Second, firms are confronting more issues that are driving the need for and the growth of the integration market, such as:
Cloud proliferation - today's users are integrating more and more to a variety of cloud applications. That requires a refresh on the tools used for cloud-to-cloud and cloud-to-on-premise integrations.
Increasing end-points - more customer or supplier portals to integrate to, more apps, more devices, and disconnected enterprise processes. The Internet of Things will drive a huge explosion of data coming from trillions of devices that will need to find its way from source to destination.
More customer and trading partner interactions - behind the scenes in omnichannel, home delivery, outsourcing, service logistics, and ecommerce sales are many more processes that require not only well-engineered workflow and web services, but accurate and real-time data. They are increasing the type and quantity of business process integrations between trading partners, thereby changing the B2B solution.
Automation of business processes and integration - users and IT would like to make the process of change easier. Business process management tools and workflow engines are getting easier to use and often are part of the application vendor’s offering and the user’s solution purchase.
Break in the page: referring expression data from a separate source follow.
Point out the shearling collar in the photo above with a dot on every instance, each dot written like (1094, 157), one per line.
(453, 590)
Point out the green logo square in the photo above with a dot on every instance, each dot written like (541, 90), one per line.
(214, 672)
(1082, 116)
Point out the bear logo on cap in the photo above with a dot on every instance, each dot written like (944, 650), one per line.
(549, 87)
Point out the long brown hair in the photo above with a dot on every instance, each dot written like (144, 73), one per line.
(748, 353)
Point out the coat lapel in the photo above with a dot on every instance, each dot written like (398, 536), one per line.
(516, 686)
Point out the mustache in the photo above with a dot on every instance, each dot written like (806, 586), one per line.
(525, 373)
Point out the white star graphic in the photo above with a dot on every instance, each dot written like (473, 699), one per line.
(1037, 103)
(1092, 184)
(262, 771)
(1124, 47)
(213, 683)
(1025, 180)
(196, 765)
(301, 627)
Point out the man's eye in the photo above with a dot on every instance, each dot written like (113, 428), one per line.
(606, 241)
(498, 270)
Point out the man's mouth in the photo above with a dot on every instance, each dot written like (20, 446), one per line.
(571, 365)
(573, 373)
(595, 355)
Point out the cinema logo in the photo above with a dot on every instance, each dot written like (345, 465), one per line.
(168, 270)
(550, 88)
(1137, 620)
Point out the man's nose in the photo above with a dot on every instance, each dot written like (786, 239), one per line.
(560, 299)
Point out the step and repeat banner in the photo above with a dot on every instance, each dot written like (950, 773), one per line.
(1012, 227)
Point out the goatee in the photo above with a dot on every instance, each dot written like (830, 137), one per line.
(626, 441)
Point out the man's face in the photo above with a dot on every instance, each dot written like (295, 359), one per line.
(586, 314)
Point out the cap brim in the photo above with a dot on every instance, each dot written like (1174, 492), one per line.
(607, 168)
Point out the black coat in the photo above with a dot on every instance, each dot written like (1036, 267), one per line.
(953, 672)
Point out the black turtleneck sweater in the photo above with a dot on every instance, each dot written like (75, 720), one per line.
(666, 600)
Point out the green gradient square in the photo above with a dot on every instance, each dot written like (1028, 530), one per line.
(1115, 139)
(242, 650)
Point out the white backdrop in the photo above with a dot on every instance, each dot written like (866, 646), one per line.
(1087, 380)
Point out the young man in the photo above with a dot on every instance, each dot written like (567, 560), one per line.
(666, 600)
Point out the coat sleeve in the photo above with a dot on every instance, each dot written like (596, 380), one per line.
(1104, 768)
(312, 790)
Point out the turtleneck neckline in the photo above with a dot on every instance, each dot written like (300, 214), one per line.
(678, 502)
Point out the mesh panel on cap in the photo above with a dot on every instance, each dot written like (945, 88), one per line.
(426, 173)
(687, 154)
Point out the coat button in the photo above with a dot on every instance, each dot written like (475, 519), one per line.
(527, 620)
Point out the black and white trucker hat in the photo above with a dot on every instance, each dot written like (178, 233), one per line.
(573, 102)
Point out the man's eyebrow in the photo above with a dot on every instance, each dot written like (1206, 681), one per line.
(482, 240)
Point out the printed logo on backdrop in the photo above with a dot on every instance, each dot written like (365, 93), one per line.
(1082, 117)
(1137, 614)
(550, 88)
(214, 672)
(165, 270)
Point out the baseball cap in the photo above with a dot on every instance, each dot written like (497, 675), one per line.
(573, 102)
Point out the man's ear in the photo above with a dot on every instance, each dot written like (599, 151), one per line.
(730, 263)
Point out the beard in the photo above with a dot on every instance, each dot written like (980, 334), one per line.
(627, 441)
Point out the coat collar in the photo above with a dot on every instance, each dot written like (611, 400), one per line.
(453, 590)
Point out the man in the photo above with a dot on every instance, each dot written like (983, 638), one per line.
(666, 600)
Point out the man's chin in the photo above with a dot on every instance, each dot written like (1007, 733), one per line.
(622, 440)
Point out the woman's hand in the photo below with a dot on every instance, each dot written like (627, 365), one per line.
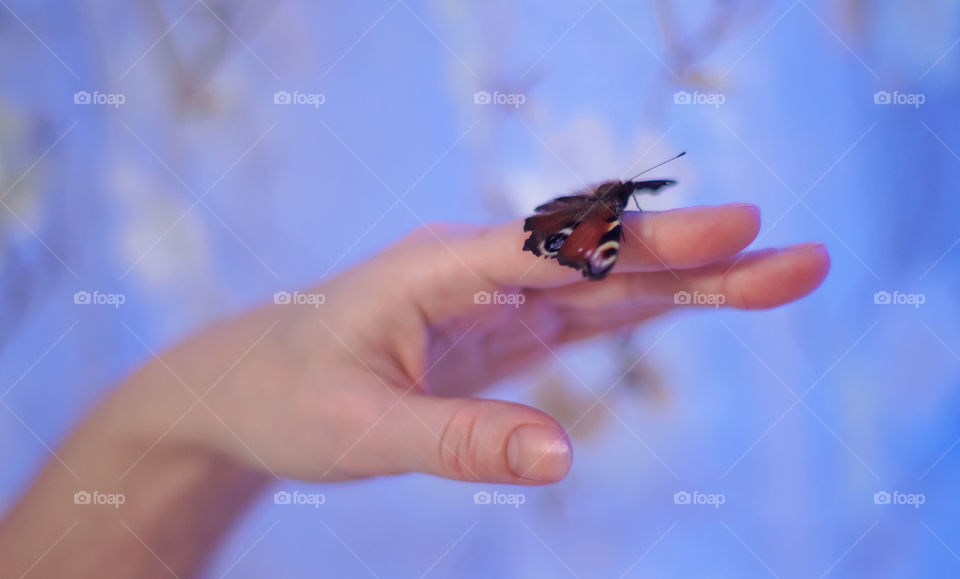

So adoption of tools continues.
Revitalization of the IT portfolio - decades ago Richard Nolan proffered that the useful life of a software product is about seven years. Since the mid-nineties, when ERP became hot, there have been at least four major identifiable waves of technology transformation. Hence, even major firms are feeling behind the times and are re-evaluating, adding to, or outright replacing their investments from a decade or more ago to take advantage of the current innovations.
Being left behind - one of the sad challenges that users sometimes have to address is as ERP companies continue to release new products, they sometimes differ radically from the past. New code just does not work with the old code anymore. Users are on their own to re-establish connections, transform data, and so on. As disappointing as this must be, it does point to typical challenges for customers who have charted their own course (or just have little use for some of the new code offered by the vendors). If an enterprise also did a fair amount of customization, it is really on its own to manage and modify that code.